I’m trying to calculate the receiver operator characteristic area under curve for large amounts of data. I’ve parallelized the sorting, but I’ve got too much SARS-CoV2 in me at the moment to figure out the math to parallelize the integration. I did a bit of searching, but could only find single-threaded implementations.
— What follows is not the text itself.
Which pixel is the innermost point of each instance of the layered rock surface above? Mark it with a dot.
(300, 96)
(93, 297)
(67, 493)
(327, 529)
Is anyone aware of a highly parallel Julia-language ROC AUC calculation?
function roc_auc(ŷ, y, weights; sort_perm = parallel_sort_perm(ŷ), total_weight = parallel_float64_sum(weights), positive_weight = parallel_float64_sum(y .* weights))
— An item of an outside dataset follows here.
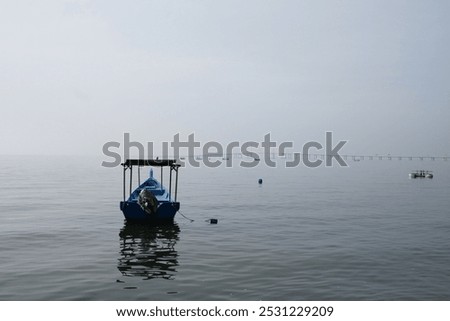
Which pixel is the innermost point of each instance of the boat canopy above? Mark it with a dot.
(150, 162)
negative_weight = total_weight - positive_weight
true_pos_weight = positive_weight
false_pos_weight = negative_weight
# tpr = true_pos/total_pos
# fpr = false_pos/total_neg
# ROC is tpr vs fpr
auc = 0.0
last_fpr = false_pos_weight / negative_weight # = 1.0
for i in sort_perm
if y[i] > 0.5f0
true_pos_weight -= Float64(weights[i])
else
false_pos_weight -= Float64(weights[i])
end
fpr = false_pos_weight / negative_weight
tpr = true_pos_weight / positive_weight
if fpr != last_fpr
auc += (last_fpr - fpr) * tpr
end
last_fpr = fpr
end
auc
end
Supporting functions:
# Sample sort
function parallel_sort_perm(arr)
sample_count = Threads.nthreads() * 20
if length(arr) < sample_count || Threads.nthreads() == 1
return sortperm(arr; alg = Base.Sort.MergeSort)
end
rng = MersenneTwister(1234);
samples = sort(map(_ -> arr[rand(rng, 1:length(arr))], 1:sample_count))
bin_splits = map(thread_i -> samples[Int64(round(thread_i/Threads.nthreads()*sample_count))], 1:(Threads.nthreads() - 1))
thread_bins_bins = map(_ -> map(_ -> Int64[], 1:Threads.nthreads()), 1:Threads.nthreads())
Threads.@threads for i in 1:length(arr)
thread_bins = thread_bins_bins[Threads.threadid()]
x = arr[i]
bin_i = Threads.nthreads()
for k in 1:length(bin_splits)
if bin_splits[k] > x
bin_i = k
break
end
end
push!(thread_bins[bin_i], Int64(i))
end
outs = map(_ -> Int64[], 1:Threads.nthreads())
Threads.@threads for _ in 1:Threads.nthreads()
my_thread_bins = map(thread_i -> thread_bins_bins[thread_i][Threads.threadid()], 1:Threads.nthreads())
my_out = Vector{Int64}(undef, sum(length.(my_thread_bins)))
my_i = 1
for j = 1:length(my_thread_bins)
bin = my_thread_bins[j]
if length(bin) > 0
my_out[my_i:(my_i + length(bin)-1)] = bin
my_i += length(bin)
end
end
sort!(my_out; alg = Base.Sort.MergeSort, by = (i -> arr[i]))
outs[Threads.threadid()] = my_out
end
out = Vector{Int64}(undef, length(arr))
Threads.@threads for _ in 1:Threads.nthreads()
my_out = outs[Threads.threadid()]
start_i = sum(length.(outs)[1:Threads.threadid()-1]) + 1
out[start_i:(start_i+length(my_out)-1)] = my_out
end
out
end
# f should be a function that take an indices_range and returns a tuple of reduction values
#
# parallel_iterate will unzip those tuples into a tuple of arrays of reduction values and return that.
function parallel_iterate(f, count)
thread_results = Vector{Any}(undef, Threads.nthreads())
Threads.@threads for thread_i in 1:Threads.nthreads()
start = div((thread_i-1) * count, Threads.nthreads()) + 1
stop = div( thread_i * count, Threads.nthreads())
thread_results[thread_i] = f(start:stop)
end
if isa(thread_results[1], Tuple)
# Mangling so you get a tuple of arrays.
Tuple(collect.(zip(thread_results...)))
else
thread_results
end
end
function parallel_float64_sum(arr)
thread_sums = parallel_iterate(length(arr)) do thread_range
thread_sum = 0.0
for i in thread_range
thread_sum += Float64(arr[i])
end
thread_sum
end
sum(thread_sums)
end